Breaking his silence on the controversy, he confirmed to the Irish Independent that his pay grade is equivalent to the Director of Human Resources in the HSE.
The salaries of all staff in the union are based on public service grades which mirror those of the HSE.
The latest financial accounts for the union, lodged in July, reveal it has a pay and pensions bill of €5.3m, of which €4.2m goes on salaries.
It has 68 staff, 10 0of whom are part-time, averaging pay of €61,560.
A handful of other senior staff in the union are benchmarked against grades in the HSE, which carry salaries of around €80,000 to €90,000.
Mr Doran said that it is his union policy not to disclose individual salaries.
"The union does not have any add-ons for employees such as a company car, bonuses or other top-ups," he added.
"The gradings are set out in our annual report and it is discussed in private session at our annual delegate conference annually," he said.
He said all staff are just paid a salary and pension.
Mr Doran's refusal to divulge the figures for his salary was backed by the union's President Claire Mahon.

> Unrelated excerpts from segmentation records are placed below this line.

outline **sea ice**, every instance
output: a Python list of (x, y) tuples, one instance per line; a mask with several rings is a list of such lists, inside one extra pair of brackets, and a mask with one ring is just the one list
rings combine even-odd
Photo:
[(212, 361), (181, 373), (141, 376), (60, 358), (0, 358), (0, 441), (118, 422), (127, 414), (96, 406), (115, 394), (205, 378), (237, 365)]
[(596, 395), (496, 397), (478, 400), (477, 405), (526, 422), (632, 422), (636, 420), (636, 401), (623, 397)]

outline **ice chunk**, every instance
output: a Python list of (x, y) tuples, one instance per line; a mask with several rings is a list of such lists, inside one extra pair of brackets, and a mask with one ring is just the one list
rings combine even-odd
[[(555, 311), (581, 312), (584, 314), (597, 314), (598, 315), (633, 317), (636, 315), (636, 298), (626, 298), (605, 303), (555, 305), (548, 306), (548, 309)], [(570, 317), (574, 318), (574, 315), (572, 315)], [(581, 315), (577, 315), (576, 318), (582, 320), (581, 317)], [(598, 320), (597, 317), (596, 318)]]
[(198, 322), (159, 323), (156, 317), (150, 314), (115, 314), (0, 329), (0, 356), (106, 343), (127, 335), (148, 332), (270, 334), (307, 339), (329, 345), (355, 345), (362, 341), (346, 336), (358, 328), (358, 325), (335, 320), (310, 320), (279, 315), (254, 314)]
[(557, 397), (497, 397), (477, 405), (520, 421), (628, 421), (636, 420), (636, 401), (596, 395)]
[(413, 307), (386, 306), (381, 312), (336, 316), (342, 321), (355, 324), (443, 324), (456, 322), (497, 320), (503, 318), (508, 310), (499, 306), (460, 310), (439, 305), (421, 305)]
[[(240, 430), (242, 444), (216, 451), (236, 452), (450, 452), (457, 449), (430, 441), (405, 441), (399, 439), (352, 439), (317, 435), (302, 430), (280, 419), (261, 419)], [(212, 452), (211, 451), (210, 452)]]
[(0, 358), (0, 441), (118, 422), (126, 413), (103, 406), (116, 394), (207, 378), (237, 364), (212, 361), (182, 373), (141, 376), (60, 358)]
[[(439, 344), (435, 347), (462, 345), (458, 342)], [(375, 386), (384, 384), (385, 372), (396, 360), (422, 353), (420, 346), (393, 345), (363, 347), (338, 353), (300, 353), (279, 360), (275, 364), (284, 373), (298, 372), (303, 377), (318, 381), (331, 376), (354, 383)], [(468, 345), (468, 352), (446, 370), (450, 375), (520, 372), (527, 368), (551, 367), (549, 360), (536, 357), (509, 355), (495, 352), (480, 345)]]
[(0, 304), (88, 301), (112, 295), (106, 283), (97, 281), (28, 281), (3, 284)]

The annual report gives a range of salary scales which are pegged at those of he public sector, she told RTE's Marian Finucane show.
"We ourselves are very happy with our governance structures," she added.
The union continues to have a defined benefit scheme and has striven to maintain this, although the benefits have had to be cut in recent years. It cost the union in the region of €1m in 2014.
The average public sector earnings in the final quarter of last year were €47,369, leaving the average INMO salary, at €61,560, 30pc higher.
Earlier this year, the union campaigned against a rise of €50 to €150 in the registration fee for the Nursing and Midwifery Board of Ireland, where average salaries are €49,000.
The financial accounts reveal that the union spends a substantial sum every year on media training.
The spend was €20,198 in 2012, €21,678 in 2013 and almost €19,000 in 2014.
The accounts do not state who received this media training and whether it was confined to staff or included members.
Apart from subscriptions, the union's other source of income is €167,000 from running professional development courses.
The union spends around €250,000 annually on organisation and travel.
The majority of the union's members would be staff nurses on salaries of up to €46,000.
The union, which is to hold two-hour strikes in a number of hospital A&E departments next month, criticised the levels of pay for nurses this month.
Mr Doran said nurses had never been well paid and current levels of pay were a factor in failing to get them to work in hospitals.
Talks are expected to avert the strike action.